My last step was creating and iterating on 3 concepts and then using elements of those concepts to create a final data visualisation that helps answer my original question.



Concept 1 focuses on total resident visa applicants, and how many were approved or declined during the 2018/19 financial year, by region.
I ran into an issue trying to visualize data for every country who had an applicant. 151 country categories were way too many data points with far too wide a range to visualize effectively, so I made the decision early to bring this data set up a level by grouping countries into 8 common world regions: North America, Central America & The Caribbean, South America, Europe, Africa, The Middle East, Asia, and Oceania.
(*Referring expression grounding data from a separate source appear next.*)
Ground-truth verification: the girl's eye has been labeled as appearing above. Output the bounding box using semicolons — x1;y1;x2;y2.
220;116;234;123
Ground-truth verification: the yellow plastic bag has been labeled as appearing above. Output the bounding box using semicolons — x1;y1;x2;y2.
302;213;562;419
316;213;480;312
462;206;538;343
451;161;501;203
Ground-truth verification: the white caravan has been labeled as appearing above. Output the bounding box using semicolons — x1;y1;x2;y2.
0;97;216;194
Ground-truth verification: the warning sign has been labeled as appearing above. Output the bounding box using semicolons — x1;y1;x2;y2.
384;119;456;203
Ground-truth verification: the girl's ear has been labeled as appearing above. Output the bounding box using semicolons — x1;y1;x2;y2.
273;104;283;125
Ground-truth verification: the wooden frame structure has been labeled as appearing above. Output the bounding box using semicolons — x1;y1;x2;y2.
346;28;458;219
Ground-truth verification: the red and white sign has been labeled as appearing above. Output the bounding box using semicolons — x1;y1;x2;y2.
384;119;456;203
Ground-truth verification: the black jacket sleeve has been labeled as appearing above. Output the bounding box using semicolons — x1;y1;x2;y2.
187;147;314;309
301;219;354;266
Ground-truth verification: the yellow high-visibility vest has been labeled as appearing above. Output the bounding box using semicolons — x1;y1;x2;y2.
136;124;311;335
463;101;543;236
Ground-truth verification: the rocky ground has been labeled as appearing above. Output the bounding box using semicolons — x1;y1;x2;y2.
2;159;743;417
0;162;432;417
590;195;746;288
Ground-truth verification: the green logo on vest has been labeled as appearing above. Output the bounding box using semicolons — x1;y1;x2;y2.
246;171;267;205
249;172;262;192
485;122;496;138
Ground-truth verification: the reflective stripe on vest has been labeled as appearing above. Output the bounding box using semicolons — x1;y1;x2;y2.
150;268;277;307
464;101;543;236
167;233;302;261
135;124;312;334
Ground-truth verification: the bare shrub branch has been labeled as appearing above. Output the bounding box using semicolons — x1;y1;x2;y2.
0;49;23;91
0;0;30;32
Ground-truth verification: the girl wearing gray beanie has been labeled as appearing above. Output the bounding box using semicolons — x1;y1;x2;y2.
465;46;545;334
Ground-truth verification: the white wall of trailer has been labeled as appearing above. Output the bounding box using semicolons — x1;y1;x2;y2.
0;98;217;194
I also needed to account for 7 applicants who did not have residency in any country, so I added a 9th region called “stateless”.


Concept 2 focused on Resident Visa application categories. Because there are hundreds of categories, I brought this up a level to application streams.
My goal for this concept was to answer how many resident visa applicants applied to one of the three application stream types, and find out if any stream had a greater decline rate than the others.
I built upon the pie chart concept I learned for concept 1 to display accepted and declined for each stream, and also made a new radial pie chart in the centre showing the percentages of each stream that make up the total.


For concept 3, I wanted to show country data, so I opted for a stacked bar graph that shows much of the same information as concept 1, but for the top 25 countries by region for 2018/19.
I really liked the idea of incorporating a map, so I generated a map using my data to group by world region. This turned out to be aesthetically pleasing, but also provided value as a legend for the bar chart above, adding additional context. This is probably the least effective of my concepts, because of the great disparity in data after the first 8 countries in the bar graphs.


Final Concept
Each concept progressively iterated and explored data visualizations in different ways to build out a cohesive and complementary set. My final concept continued to build on all that I learned up to this point, but also took on the challenge of bubble charts. The human brain judges size by area instead of diameter, so this is a bit tricky. To create accurate circles, I used a mathematical equation involving square root and division.
Although there are probably more accurate ways to visualize numerical data than a bubble chart, for the purpose of answering my original question this both visualizes where and how many people are coming from different regions of the world, along with the my other concepts as additional context.